Zimbabwe’s inflation in local currency has returned to single digits, marking a rare turning point for an economy long associated with hyperinflation, currency collapses and chronic price instability.
Official data show annual inflation slowed sharply to 4.1% in January, from 15% in December and 10.1% a year earlier, as the country’s gold-backed currency strengthened on the back of record bullion prices.
The reading represents Zimbabwe’s lowest inflation rate since 1997, and the fastest pace of disinflation in nearly six years.
At the centre of the shift is the ZiG (Zimbabwe Gold), the country’s sixth attempt at a functioning local currency since 2009. Following its launch in April 2024 after years of failed monetary experiments, the unit, partially backed by gold and foreign reserves, lost over 48% of its value in six months.
However, the currency has shown early signs of recovery in recent months, trading at 25.98 per dollar at the end of last year — its strongest level since January 2025, according to Bloomberg data at that time. The rally has been supported by rising global gold prices and a gradual accretion of external reserves.
Gold surged to a fresh all-time high this week, crossing $5,100 an ounce, extending a record-breaking run that has provided critical backing for Zimbabwe’s fragile currency framework.

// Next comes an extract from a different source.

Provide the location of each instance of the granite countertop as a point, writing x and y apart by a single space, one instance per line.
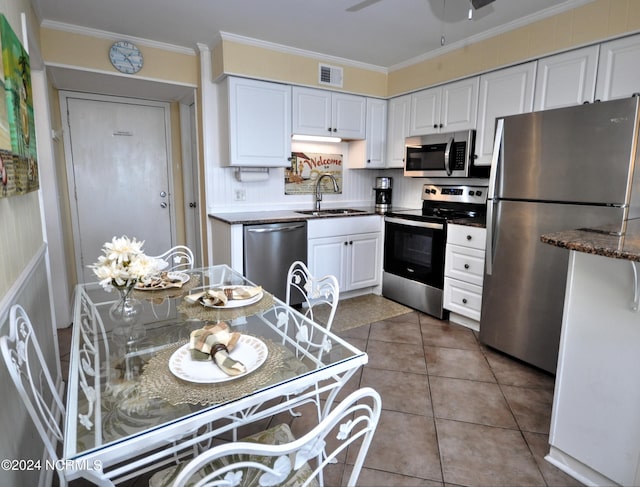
470 222
600 242
282 216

Economists say the sharp fall in inflation could begin to ease cost-of-living pressures and help restore confidence among consumers and investors after years of economic downturn.
Broad-based slowdown
The slowdown has not been limited to local-currency prices.
US dollar inflation also slowed significantly, dropping to 1% in January from 12.4% in December, after peaking at 14.6% in January 2025.
Analysts attribute the broad-based moderation to a combination of tough monetary conditions, improved supply chain and relative stability in foreign exchange markets.
At 35%, Zimbabwe holds the most restrictive policy rate in Africa, reflecting the authorities’ hawkish stance against inflation.
“This marks a historic moment for Zimbabwe, coming nearly three decades after the country last recorded single-digit inflation in domestic currency,” finance minister Mthuli Ncube said in an emailed statement to Bloomberg.
The January outcome also exceeded industry expectations.
After inflation fell sharply to 32.7% in October from 82.7% in September, the Confederation of Zimbabwe Industries (CZI) had forecast a further 50% decline by the end of the year.
At the time, the group projected inflation would settle in a range of 15% to 20% by December 2025, making the latest figure significantly stronger than anticipated.
Foreign assets surge
The improved inflation profile has been reinforced by a rapid accumulation of foreign assets backing the ZiG.
Finance ministry data show foreign assets supporting the currency rose to $1.2 billion by December, up from $276 million in April 2024, coinciding with the recent bullish gold run.
The unit is currently backed by 2.5 tonnes of gold and $100 million in international reserves, making bullion central to its credibility. With prices remaining elevated, gold production is expected to exceed the record 46.7 tonnes produced in 2025.
As confidence in the currency improves, domestic adoption has also grown.
Following a prolonged period of dollarisation, the ZiG now accounts for almost 40% of daily transactions, up from about 30% in February 2025, according to official estimates.
Oxford Economics notes that the currency has remained broadly stable in official markets, with a parallel-market premium of around 20%. The ZiG traded at 25.6/$1 at the central bank’s official window as of January 26, 2026.
Part of a wider African shift
Zimbabwe’s return to single-digit inflation places it alongside Ghana and Ethiopia.
Africa’s largest gold producer saw inflation fall into single digits at 9.4% in September and has remained below 10% since, supported by strong export earnings and a rebound in the cedi.
Ethiopia followed in December, ending 2025 with inflation at 9.7%, its lowest level in seven years, as tighter monetary policy and external reforms began to stabilise prices.
In all three countries, higher gold prices have strengthened foreign reserves and supported local currencies, helping to anchor inflation expectations.
For Zimbabwe, the latest data offer much-needed relief for households and businesses still recovering from years of elevated price growth and currency volatility. Authorities also hope that the dip would further support the uptake of the local currency.
However, economists caution that the recovery remains fragile. While the disinflation trend points to improving macroeconomic conditions, structural vulnerabilities including lingering exchange-rate distortions continue to pose risks.
The government has pledged to maintain a tight policy stance, vowing to pursue coordinated monetary and fiscal measures to consolidate recent gains and entrench price stability.